Language, Ideology, and Power in Discourse Analysis

Critical Discourse Analysis (CDA)

U1CDA is concerned with the relationship between language, ideology, and power.

Defining Ideology in CDA

  1. Constructions of reality: These contribute to the production, reproduction, or transformation of relations of domination (Fairclough).
  2. Systems of ideas: Organized from a particular point of view (Hodge & Kress).
  3. Social cognition: Socially shared representations that organize the knowledge and beliefs of social groups. They reflect goals, interests, and values.
    • Social function: Enhances group identity and unity.
    • Cognitive function: Organizes knowledge, attitudes, and specific beliefs.
    • Categories: Membership, task, resources, goals, norms, and position.

Main Approaches to CDA

  • Fairclough’s Socio-cultural Approach: Analyzes three dimensions: text, process of production and interpretation, and socio-cultural context.
  • Van Dijk’s Socio-cognitive Approach: Focuses on the reproduction of ethnic prejudices and racism in discourse; emphasizes the importance of cognition.
  • Wodak’s Discourse-historical Approach: Examines how discourses, genres, and texts change in relation to sociopolitical change. Focuses on sexism, national/transnational identity, and racism. Context levels include: immediate, intertextual/interdiscursivity, extralinguistic social variables, and broader sociopolitical/historical context.
  • Van Leeuwen’s Social Actors: Investigates how participants of social practices are represented in discourse.
  • Kress & Van Leeuwen’s Socio-semiotic Approach: Analyzes types of meanings:
    • Representational: Narrative meaning (action/connection) and conceptual meaning (essence).
    • Interactive meaning: Relationships.
    • Compositional meaning: Placement.

Discourse, Power, and Ideological Tools

U2IDEO: Discourse is sometimes used in contrast with text, where text refers to actual written or spoken data, and discourse refers to the whole act of communication. CDA focuses on how discourse structures reproduce or challenge relations of power abuse (dominance) in society.

Power and Modality

Power is defined as control: a group or individual has power over another if they can control their minds. Types include coercive (physical or linguistic) and persuasive (manipulative).

Tools of Analysis

  • Modality Types:
    1. Speaker/writer’s authority regarding the truth or probability of what is expressed (speculation, deduction, possibility).
    2. Speaker/writer’s authority oriented towards influencing others (obligation, necessity, permission).
  • Metaphor: Influences beliefs, attitudes, and values by activating unconscious emotional associations. It scales ideas on a spectrum of goodness and badness.

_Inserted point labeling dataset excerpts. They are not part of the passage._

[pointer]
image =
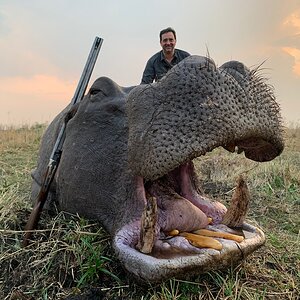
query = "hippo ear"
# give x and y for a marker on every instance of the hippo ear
(236, 69)
(103, 87)
(71, 113)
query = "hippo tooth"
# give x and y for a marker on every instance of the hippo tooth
(148, 223)
(237, 211)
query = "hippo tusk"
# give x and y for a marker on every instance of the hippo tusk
(218, 234)
(148, 224)
(237, 211)
(200, 241)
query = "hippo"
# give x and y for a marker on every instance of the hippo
(127, 162)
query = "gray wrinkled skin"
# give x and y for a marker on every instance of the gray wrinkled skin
(122, 143)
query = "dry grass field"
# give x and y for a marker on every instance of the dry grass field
(72, 256)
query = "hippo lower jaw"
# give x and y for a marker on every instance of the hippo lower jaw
(180, 206)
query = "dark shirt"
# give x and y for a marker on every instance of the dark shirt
(157, 66)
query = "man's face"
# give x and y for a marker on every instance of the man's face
(168, 42)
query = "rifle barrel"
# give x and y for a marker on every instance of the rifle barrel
(57, 149)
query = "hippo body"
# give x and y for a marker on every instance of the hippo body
(125, 143)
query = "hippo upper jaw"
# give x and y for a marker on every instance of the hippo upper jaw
(203, 107)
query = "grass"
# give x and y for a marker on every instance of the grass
(71, 255)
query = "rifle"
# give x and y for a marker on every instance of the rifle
(57, 149)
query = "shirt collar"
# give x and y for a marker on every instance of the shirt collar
(162, 57)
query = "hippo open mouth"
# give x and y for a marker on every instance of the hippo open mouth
(206, 107)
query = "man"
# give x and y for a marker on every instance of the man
(161, 62)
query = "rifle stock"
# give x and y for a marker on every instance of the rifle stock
(57, 149)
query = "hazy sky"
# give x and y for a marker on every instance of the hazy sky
(44, 46)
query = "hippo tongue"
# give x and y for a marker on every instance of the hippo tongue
(175, 211)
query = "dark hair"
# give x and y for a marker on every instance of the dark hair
(169, 29)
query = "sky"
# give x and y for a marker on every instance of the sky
(44, 46)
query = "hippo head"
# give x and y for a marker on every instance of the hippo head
(127, 161)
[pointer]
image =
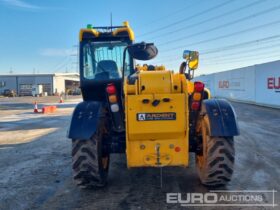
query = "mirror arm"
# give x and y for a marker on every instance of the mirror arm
(124, 57)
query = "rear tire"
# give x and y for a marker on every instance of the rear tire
(89, 163)
(215, 163)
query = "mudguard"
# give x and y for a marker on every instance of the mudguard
(84, 120)
(221, 117)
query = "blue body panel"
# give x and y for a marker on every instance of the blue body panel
(221, 117)
(85, 119)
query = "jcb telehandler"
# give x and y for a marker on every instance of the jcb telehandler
(155, 116)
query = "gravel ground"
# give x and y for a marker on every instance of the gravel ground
(35, 164)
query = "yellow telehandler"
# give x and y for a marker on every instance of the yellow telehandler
(155, 116)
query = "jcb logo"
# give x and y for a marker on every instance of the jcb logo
(273, 83)
(224, 84)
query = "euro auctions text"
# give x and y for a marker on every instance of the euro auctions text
(224, 198)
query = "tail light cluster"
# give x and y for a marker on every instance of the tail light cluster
(197, 95)
(112, 97)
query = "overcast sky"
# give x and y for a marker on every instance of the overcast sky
(42, 36)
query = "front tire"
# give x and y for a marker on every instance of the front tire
(216, 160)
(89, 163)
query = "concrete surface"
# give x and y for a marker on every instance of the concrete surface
(35, 164)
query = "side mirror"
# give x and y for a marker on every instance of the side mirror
(192, 58)
(143, 51)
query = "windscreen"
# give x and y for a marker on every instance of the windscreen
(104, 60)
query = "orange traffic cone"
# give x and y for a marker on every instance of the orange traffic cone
(61, 99)
(36, 107)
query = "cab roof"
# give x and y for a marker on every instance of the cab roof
(107, 33)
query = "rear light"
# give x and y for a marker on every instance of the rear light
(115, 108)
(113, 99)
(111, 89)
(197, 96)
(195, 105)
(198, 86)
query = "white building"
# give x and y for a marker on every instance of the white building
(258, 84)
(52, 83)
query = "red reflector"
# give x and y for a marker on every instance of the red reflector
(198, 86)
(111, 89)
(177, 149)
(195, 105)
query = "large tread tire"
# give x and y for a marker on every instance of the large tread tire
(216, 163)
(90, 166)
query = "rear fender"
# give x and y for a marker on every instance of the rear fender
(85, 120)
(222, 118)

Media Discourse and Semiotics

Journalism and Social Media

U3MEDIA: Media discourse is the discourse audiences encounter in various media types, such as sober journalism (news) and yellow journalism (sensationalism).

  • News Reports/Articles: Aim for objectivity. Features include intertextuality (reported speech, quotes, objective verbs, allusion) and representation (presence/absence, foregrounding/backgrounding, active/passive voice, nominalization, presupposition). Parts include the headline, lead, events, voices, background, and context.
  • Editorials/Opinion: Subjective function to formulate the newspaper’s official opinion. Features include modalized statements, authorial voice, evaluation, intensification or mitigation, intertextuality, and arguments.
  • Social Media: Hashtags serve as clickable metadata enabling users to indicate topics and create search terms.

Social Semiotics and Visuals

Semiotics is the study of signs and symbols. Social semiotics studies modes of communication used to represent understandings of the world and shape power relations.

  • Barthes: Denotation (what is depicted) and connotation (ideas, values, poses, attributes, settings).
  • Kress & Van Leeuwen Levels: Representation (content), interaction (gaze, distance, angle), and composition (organization).
  • Advertising: Promotion of goods and services. Involves the advertiser, product, and buyer. Utilizes Maslow’s hierarchy of needs to construct relations between advertiser and consumer, building subject positions and brand images.

Oral Discourse and Identity

Rhetoric and Courtroom Interaction

U4ORAL: Rhetorical strategies appeal to the audience through ethos, logos, and pathos. Tools include labeling, euphemisms, ambiguity, catchy phrases, metaphors, pronominal choices, and (de)legitimation (us vs. them).

Courtroom Interaction: Characterized by interruption, enforcing explicitness, controlling topics, and formulation.

Defining Identity

U5IDENTITY: Identity is both a personal and social construct. It is defined in terms of classification (class), relational factors, and physical attributes.

Framework for Advertising Analysis

ANALYSIS: To analyze an advertisement, consider the following:

  1. What type of advertisement is it, what does it show, and what does it aim to do?
  2. Who is the target audience?
  3. What image is used, and how can it be described?
  4. How does the language relate to the imagery?
  5. What image or social identity is constructed for the product?
  6. What relations are constructed between the advertiser and the addressee?